Shaun Hendricks, managing executive of electronics manufacturer Tellumat, said it was a “really dark day” for the industry.

Manufacturers had invested “tens of millions” in preparing to pitch for contracts for government-sponsored set-top boxes (STBs), which will be required by existing TV owners to receive the new digital signal, but this work would now have to be binned and started from scratch.

The government plans to buy about 5 million STBs for qualifying poor households, while roughly 4 million households who don’t have satellite decoders will have to buy their own in order to receive free television offerings from the SABC, e-tv and community stations.

“This is the third iteration that has been put on the table and all that investment gets scrapped every time the goalposts get moved,” Hendricks said, referring to the government’s digital migration policy, which has seen three sets of changes to the specifications for the design of the boxes.

The changes gazetted by Muthambi this week have drastically weakened the security features of the set-top boxes, making them vulnerable to hacking and theft, according to experts. “Security is basically like an onion, you peel off one layer at a time, and basically you are now left with just one ring of security for your investment after this,” Hendricks said.

While there was no value in stealing Dstv decoders, because they would be disabled, the government STBs would be “of value to everybody”.

“You will most probably have theft syndicates set up to make sure large volumes of these boxes disappear, and you’ve got no way of switching them off.”

The market would also be flooded with cheap knock-off versions of the locally made STBs once hackers had cracked the unique code used by the system stipulated by Muthambi, known as multiplexer validation.

Roy Kruger, a former technical adviser to two previous communications ministers who assisted with digital migration in Nigeria and Kenya, explained that this code allowed the system to check whether a box was authorised to receive the broadcast signal.
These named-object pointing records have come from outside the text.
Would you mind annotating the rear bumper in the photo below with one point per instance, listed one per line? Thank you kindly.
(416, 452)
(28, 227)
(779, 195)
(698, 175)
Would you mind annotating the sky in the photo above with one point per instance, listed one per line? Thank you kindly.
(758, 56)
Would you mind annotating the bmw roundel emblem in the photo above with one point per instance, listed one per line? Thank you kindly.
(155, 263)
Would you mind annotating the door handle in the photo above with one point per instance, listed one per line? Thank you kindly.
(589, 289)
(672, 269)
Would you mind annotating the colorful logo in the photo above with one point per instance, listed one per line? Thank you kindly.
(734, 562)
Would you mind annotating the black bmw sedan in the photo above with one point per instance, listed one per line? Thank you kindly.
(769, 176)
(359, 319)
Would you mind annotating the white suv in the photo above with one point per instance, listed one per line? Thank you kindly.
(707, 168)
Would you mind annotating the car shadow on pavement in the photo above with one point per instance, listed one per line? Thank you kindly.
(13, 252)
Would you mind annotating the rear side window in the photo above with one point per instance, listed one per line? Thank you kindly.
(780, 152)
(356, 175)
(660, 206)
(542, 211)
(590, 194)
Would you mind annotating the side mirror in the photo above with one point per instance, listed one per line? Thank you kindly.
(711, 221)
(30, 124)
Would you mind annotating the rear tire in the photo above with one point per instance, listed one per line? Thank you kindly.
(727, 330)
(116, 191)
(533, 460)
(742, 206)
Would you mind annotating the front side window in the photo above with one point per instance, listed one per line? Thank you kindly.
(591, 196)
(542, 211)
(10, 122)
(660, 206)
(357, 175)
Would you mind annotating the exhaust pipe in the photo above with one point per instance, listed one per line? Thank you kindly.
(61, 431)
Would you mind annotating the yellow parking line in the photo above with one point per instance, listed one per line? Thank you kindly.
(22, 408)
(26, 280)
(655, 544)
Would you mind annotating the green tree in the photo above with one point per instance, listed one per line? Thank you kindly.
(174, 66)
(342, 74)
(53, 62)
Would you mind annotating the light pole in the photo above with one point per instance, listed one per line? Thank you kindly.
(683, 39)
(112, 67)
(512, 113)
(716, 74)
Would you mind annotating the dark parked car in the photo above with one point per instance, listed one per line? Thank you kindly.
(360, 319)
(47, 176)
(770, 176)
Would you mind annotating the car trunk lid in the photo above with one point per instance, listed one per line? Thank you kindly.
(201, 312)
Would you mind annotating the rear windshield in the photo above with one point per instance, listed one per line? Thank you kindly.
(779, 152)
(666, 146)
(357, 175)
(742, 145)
It would be a relatively simple matter to hack this code so foreign manufacturers could trick the system into accepting their STBs.

Hendricks said this meant local manufacturers would lose out in the resultant “free-for-all” as people could buy the grey-import versions for as little as R350, about half the cost of a local version.

Boosting the local electronics manufacturing industry was supposed to be a key objective of the policy.

 

Loren Braithwaite Kabosha, chief executive of industry representative body the SA Communications Forum, said the changes to the policy left free-to-air broadcasters with very little scope in their choice of a control system for the new STBs and it remained to be seen how robust this would be.

But ICT expert William Stucke said if Muthambi’s amendments made it possible for cheap imported STBs to flood the market, “so what?”

Local manufacturers would in any case assemble the boxes using a high percentage of imported components – the same ones that would be present in the cheap imports – and, secondly, as long as the imported boxes conformed to the standard set by the authorities they would perform as well as local versions.